The reaction principle and reaction conditions involved in the catalytic degradation, desulfurization and the like of organic sulfur are all conventional in the art, and the raw materials involved in each reaction process are substances contained in the processed gas on one hand and substances added on the other hand, for example but not limited to, catalysts used in catalytic conversion towers can be selected from aluminum-based, titanium-based and noble metal catalysts and mixtures of various types, more specifically, for example, al 2 O 3 Based on, tiO 2 One or a mixture of the groups, and impregnating a certain amount of alkali metal, alkaline earth metal, transition metal or the like; the desulfurizing agent in the desulfurizing tower can be selected from ferric oxide, zinc oxide and manganese oxideA mixture of one or more of activated carbon and molecular sieves, and the like. The corresponding equipment used for carrying out the above reactions, namely catalytic converter towers and desulfurizing towers, are well known to those skilled in the relevant arts. In a specific scheme, the temperature in the catalytic conversion tower is 60-120 ℃, preferably 70-90 ℃; the temperature in the desulfurizing tower is 30-70 ℃, preferably 40-50 ℃;
in order to achieve the effect of energy and water conservation, on the basis of the scheme, the invention recovers and purifies the spraying waste liquid (the waste liquid contains condensed water in the gas) in the dechlorination and dust removal tower by controlling the temperature of the gas outlet of the dechlorination and dust removal tower, the temperature of the gas entering the catalytic tower and the temperature of the gas entering the desulfurizing tower, and the purified waste liquid is used as a cooling medium for controlling the temperature of the gas to recover energy; and the condensed water in the blast furnace gas is contained in the spray waste liquid, so that the water of the whole process is saved.
In a further proposal, the invention can be implemented aiming at blast furnace gas with certain water content, for example, the water content in the blast furnace gas is more than or equal to 30g/m 3 . In some preferred schemes, the working efficiency of the whole system can be improved by controlling the chloride ion content in the spray waste liquid through the buckle, for example, the chloride ion content in the spray waste liquid can be controlled to be less than 1% in percentage by mass of chloride ions.

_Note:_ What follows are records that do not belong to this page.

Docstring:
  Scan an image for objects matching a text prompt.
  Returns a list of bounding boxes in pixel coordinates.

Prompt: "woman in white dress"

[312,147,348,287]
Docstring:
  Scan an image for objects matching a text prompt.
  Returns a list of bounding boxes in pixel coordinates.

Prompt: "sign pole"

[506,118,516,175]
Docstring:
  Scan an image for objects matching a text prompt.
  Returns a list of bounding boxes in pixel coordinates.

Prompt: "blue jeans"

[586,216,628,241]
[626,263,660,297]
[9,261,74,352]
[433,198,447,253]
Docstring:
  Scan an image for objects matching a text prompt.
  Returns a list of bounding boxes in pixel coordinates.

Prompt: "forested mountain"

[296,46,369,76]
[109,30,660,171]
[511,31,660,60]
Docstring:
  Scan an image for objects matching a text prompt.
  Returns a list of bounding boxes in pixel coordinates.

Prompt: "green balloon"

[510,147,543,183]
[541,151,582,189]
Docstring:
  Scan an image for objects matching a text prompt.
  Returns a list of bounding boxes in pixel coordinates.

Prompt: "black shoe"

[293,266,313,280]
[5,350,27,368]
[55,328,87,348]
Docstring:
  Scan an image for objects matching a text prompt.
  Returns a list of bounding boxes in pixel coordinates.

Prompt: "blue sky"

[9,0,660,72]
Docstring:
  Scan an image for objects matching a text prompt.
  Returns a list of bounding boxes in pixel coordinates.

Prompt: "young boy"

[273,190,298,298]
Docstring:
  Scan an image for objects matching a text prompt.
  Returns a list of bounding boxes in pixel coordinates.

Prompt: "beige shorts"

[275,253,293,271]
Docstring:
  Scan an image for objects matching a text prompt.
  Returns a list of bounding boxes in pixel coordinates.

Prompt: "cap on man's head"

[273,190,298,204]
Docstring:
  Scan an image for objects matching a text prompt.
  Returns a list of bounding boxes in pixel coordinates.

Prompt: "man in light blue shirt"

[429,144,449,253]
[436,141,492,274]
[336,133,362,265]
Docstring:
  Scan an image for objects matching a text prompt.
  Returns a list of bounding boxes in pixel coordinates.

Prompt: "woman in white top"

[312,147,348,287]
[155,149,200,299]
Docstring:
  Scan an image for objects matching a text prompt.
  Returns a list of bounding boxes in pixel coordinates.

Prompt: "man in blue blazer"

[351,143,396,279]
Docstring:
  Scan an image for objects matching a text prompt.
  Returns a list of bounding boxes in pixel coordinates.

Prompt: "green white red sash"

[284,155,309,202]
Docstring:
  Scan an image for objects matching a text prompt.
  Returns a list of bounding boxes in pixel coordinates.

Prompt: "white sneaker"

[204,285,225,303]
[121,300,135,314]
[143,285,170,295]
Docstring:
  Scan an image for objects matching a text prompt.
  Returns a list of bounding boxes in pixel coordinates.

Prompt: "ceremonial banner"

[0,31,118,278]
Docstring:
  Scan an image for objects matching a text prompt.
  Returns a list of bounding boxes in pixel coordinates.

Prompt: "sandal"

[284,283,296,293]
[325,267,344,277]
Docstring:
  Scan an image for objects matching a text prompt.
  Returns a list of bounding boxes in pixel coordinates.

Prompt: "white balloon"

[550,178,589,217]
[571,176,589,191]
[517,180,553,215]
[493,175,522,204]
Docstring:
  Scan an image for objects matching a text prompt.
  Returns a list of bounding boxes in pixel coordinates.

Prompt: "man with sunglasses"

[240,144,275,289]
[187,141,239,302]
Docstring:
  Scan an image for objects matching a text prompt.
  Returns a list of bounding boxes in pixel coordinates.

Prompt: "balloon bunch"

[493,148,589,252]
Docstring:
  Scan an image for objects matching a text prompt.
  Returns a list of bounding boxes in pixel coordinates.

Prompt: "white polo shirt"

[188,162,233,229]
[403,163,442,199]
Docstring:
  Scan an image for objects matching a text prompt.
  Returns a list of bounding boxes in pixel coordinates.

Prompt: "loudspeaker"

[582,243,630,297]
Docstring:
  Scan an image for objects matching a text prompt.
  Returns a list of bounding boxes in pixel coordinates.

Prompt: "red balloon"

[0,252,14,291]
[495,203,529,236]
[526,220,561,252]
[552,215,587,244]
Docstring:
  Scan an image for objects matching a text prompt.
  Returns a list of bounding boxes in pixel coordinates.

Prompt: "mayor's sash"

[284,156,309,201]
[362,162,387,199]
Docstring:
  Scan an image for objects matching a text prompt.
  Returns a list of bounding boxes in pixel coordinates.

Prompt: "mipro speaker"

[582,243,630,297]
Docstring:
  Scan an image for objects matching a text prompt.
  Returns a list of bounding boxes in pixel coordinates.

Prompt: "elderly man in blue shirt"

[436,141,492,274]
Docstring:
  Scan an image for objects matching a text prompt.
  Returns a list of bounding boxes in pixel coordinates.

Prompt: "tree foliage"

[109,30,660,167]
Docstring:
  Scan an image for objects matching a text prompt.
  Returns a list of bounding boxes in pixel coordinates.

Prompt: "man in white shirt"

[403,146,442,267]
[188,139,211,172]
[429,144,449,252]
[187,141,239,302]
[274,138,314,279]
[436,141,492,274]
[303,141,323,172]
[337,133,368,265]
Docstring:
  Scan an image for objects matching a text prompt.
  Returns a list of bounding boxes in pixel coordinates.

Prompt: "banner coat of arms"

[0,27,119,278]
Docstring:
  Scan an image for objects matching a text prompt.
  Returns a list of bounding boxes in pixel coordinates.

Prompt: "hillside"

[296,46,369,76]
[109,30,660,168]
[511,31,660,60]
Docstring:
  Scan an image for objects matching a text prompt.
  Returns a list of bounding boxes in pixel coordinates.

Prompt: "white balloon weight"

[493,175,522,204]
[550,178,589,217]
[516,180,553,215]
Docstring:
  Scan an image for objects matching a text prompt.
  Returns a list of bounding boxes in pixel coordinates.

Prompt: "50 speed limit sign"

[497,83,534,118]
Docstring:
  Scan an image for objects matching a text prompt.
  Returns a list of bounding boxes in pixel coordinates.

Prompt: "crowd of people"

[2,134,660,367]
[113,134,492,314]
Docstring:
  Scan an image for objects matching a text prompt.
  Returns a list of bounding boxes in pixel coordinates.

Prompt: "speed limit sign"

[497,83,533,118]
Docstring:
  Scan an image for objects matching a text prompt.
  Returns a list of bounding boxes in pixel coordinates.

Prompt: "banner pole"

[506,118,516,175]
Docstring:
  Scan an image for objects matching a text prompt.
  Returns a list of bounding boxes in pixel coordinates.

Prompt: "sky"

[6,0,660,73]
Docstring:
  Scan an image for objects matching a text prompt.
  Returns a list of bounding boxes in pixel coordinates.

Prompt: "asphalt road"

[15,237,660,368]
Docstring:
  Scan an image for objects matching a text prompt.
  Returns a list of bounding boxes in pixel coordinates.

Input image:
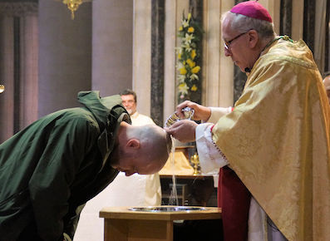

In some schemes, in order to improve cooling and spray adsorption effects, spraying devices and condensing devices are arranged at intervals or alternately in the dechlorination dust removal tower. In the dechlorination spray tower in the scheme shown in fig. 1, a first-stage spray device, a precooler, a second-stage spray device, a condenser and a third-stage spray device are sequentially arranged from bottom to top. Further, a demisting device is arranged at the top of the tower.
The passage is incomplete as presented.